Quando, a 14 de Junho, se realizou o jogo de abertura do Mundial 2018, é provável que Gianni Infantino tenha antecipado os 31 dias que se iriam seguir com apreensão. As ameaças de terrorismo e de hooliganismo; a tensão política entre o Kremlin e meio Mundo, faziam da opção de oferecer a prova à Rússia uma aposta de risco. Porém, após uma maratona de 64 jogos, o presidente da FIFA entregou a taça de campeão do mundo à França encharcado, mas livre de qualquer embaraço. Após um Mundial quase perfeito, a Rússia (e Vladimir Putin) respirou de alívio. Mas o que fica para os russos após o fechar da cortina? Para Sara Alcântara, um das poucas portuguesas que vivem em Moscovo, um dos maiores legados deste Mundial é “deixar claro que a Rússia não é um bicho-de-sete-cabeças”.

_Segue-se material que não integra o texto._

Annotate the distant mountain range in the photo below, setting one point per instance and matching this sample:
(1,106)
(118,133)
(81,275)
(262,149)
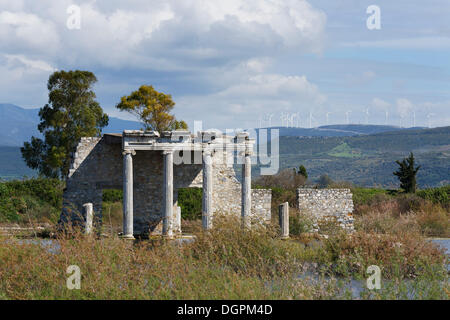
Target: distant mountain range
(19,124)
(362,154)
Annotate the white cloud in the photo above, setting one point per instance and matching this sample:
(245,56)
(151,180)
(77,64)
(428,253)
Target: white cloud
(251,97)
(32,64)
(404,43)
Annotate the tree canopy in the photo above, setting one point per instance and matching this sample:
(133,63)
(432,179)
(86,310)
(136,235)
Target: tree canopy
(71,113)
(407,174)
(152,108)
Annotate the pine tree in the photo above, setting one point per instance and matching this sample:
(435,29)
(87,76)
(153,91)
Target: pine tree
(71,113)
(302,171)
(407,174)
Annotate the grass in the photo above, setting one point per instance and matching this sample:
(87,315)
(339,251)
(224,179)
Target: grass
(229,263)
(225,263)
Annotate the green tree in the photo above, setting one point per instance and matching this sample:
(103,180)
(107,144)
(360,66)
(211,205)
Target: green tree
(407,174)
(302,171)
(71,113)
(324,181)
(152,108)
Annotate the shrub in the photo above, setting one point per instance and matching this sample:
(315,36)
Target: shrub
(436,195)
(190,202)
(112,195)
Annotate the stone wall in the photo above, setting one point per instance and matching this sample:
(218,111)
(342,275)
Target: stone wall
(97,164)
(262,203)
(327,203)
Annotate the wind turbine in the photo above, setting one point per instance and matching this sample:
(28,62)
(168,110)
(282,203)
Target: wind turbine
(328,115)
(347,116)
(367,116)
(429,115)
(311,118)
(292,117)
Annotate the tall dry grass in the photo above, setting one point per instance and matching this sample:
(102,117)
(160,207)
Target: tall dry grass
(224,263)
(403,215)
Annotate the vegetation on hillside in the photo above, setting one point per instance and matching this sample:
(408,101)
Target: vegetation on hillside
(369,160)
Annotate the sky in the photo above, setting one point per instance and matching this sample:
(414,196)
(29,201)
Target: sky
(238,63)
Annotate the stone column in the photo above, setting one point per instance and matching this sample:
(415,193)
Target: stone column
(207,190)
(128,194)
(168,193)
(283,216)
(246,203)
(177,227)
(88,209)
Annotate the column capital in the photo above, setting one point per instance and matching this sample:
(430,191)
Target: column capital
(207,152)
(132,152)
(246,153)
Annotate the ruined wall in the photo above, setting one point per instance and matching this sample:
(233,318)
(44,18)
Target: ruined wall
(325,203)
(97,164)
(227,191)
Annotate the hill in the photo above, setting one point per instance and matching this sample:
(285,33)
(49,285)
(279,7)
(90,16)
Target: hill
(337,130)
(369,160)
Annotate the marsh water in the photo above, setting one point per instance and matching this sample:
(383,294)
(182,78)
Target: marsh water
(355,287)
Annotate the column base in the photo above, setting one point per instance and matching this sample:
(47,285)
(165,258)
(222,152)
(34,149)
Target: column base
(127,237)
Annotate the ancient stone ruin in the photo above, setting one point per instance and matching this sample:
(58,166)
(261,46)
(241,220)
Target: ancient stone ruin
(151,167)
(327,204)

Moscovo é uma metrópole frenética com quase 12 milhões de habitantes, mas encontrar portugueses na capital da Rússia é mais difícil do que descobrir uma agulha num palheiro. Sendo óbvio que lusofonia não rima com Moscovo, há quem tente remar contra a realidade. Sara Alcântara tem 31 anos, mas uma década de experiência russa. Em 2007, quando frequentava o curso de Línguas e Literaturas Modernas, aproveitou um intercâmbio para aprender russo durante um mês. Gostou. Encontrou em Moscovo “uma cidade fascinante”. Mudou-se definitivamente para a Rússia em 2012.

E, em seis anos, a actual directora pedagógica do Centro de Língua e Cultura Portuguesa ficou a perceber que é difícil criar laços com conterrâneos. Na Rússia, diz em conversa com o PÚBLICO, há “uma emigração diferente”, que “não é para todos”. Há quem veja o país do Kremlin como algo “misterioso e desconhecido”, mas a crise também não ajuda. “Antes da queda do rublo, havia bastantes portugueses. Nessa altura um grupo de 10 a 15 pessoas saía com regularidade. Em seis meses desapareceram todos. Trabalhavam em empresas internacionais e deixou de ser rentável estar na Rússia”, explica.

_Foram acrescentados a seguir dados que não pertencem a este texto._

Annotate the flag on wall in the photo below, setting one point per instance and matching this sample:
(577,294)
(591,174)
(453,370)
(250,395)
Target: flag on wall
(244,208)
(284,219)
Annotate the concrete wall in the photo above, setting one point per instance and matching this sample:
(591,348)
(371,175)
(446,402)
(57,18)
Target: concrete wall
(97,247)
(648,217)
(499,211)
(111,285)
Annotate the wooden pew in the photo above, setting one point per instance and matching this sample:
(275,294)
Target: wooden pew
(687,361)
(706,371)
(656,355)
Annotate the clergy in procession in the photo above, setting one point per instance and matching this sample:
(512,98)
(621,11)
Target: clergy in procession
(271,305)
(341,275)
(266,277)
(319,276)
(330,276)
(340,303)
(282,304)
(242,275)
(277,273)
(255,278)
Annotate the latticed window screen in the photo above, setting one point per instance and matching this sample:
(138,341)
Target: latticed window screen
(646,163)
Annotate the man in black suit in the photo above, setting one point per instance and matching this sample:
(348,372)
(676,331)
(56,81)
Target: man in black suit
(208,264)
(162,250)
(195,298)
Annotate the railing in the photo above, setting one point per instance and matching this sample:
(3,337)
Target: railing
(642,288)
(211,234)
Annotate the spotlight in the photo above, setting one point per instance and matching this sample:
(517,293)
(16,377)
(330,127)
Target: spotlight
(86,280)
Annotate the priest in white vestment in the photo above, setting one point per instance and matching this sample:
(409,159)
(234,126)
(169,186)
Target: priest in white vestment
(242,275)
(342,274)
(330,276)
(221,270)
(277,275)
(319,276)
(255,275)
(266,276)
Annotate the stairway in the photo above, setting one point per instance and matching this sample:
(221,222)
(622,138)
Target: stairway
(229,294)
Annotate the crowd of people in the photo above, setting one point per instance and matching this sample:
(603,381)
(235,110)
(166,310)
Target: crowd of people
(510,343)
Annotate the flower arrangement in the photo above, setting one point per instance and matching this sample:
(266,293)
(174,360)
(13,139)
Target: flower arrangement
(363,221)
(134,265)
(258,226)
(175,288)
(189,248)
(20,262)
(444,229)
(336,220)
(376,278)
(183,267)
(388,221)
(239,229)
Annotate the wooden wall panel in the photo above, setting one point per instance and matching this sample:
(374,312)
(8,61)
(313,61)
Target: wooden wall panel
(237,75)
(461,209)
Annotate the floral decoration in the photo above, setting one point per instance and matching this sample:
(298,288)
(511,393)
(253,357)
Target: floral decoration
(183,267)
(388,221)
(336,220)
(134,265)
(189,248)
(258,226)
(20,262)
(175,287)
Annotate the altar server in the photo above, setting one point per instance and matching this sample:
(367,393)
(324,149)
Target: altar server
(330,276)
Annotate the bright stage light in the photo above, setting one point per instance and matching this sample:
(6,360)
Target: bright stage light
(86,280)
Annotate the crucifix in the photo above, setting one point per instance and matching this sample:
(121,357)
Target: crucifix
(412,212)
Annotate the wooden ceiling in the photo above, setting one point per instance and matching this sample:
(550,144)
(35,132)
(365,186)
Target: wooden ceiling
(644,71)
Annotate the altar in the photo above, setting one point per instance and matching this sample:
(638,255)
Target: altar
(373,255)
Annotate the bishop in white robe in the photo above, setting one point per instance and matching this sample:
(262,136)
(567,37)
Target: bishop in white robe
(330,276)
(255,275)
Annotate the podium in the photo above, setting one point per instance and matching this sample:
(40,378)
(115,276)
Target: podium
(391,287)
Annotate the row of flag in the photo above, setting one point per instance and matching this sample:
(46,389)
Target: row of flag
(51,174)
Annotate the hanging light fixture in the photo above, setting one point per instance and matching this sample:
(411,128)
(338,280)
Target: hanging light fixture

Sara Alcântara, no entanto, não poupa nos elogios a Moscovo, uma “cidade cosmopolita, moderna e aberta, com imensas possibilidades culturais”, que ficou “ainda mais moderna” com as obras feitas para receber o Mundial. Para um país habitualmente associado a uma imagem sisuda e fechada para o resto do mundo, a viseense espera agora que ao upgrade na qualidade de vida se associe uma viragem na imagem do país. 

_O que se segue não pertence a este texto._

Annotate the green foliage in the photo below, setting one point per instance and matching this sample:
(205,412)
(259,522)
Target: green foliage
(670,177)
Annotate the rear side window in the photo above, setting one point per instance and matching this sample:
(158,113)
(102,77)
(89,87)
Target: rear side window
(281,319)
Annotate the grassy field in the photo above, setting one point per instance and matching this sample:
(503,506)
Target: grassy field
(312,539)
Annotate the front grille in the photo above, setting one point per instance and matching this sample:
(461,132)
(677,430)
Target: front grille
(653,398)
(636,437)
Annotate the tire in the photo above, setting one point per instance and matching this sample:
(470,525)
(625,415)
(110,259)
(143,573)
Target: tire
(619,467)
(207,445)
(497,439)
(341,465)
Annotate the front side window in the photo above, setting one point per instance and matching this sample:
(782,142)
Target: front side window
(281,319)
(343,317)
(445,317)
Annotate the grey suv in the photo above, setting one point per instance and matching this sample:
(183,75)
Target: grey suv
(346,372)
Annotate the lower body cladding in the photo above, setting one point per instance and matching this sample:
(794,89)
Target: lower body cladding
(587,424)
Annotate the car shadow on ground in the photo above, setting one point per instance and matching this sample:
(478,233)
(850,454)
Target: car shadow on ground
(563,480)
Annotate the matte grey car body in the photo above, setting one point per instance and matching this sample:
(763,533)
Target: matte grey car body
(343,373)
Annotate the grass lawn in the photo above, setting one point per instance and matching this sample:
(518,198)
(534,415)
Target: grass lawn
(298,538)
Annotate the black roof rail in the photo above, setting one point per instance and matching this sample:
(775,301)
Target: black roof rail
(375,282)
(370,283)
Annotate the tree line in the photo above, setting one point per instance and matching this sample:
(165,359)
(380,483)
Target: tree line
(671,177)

“Há uma série de estereótipos que já não correspondem à realidade. A União Soviética já acabou há muitos anos e o Putin não é a Rússia. Nas maiores cidades, a maioria das pessoas não o apoia”, refere esta portuguesa. Sem rejeitar que o actual presidente russo teve “um papel importante, trazendo estabilidade, naqueles loucos anos 90 onde a Rússia era um faroeste”, Sara Alcântara considera que a permanência de Putin no Kremlin “arrasta-se há demasiado tempo, mas na Rússia moram pessoais normais, com os mesmos problemas dos restantes europeus”. “A projecção internacional neste momento é menos positiva, mas é inegável que essa é também uma questão política”, conclui.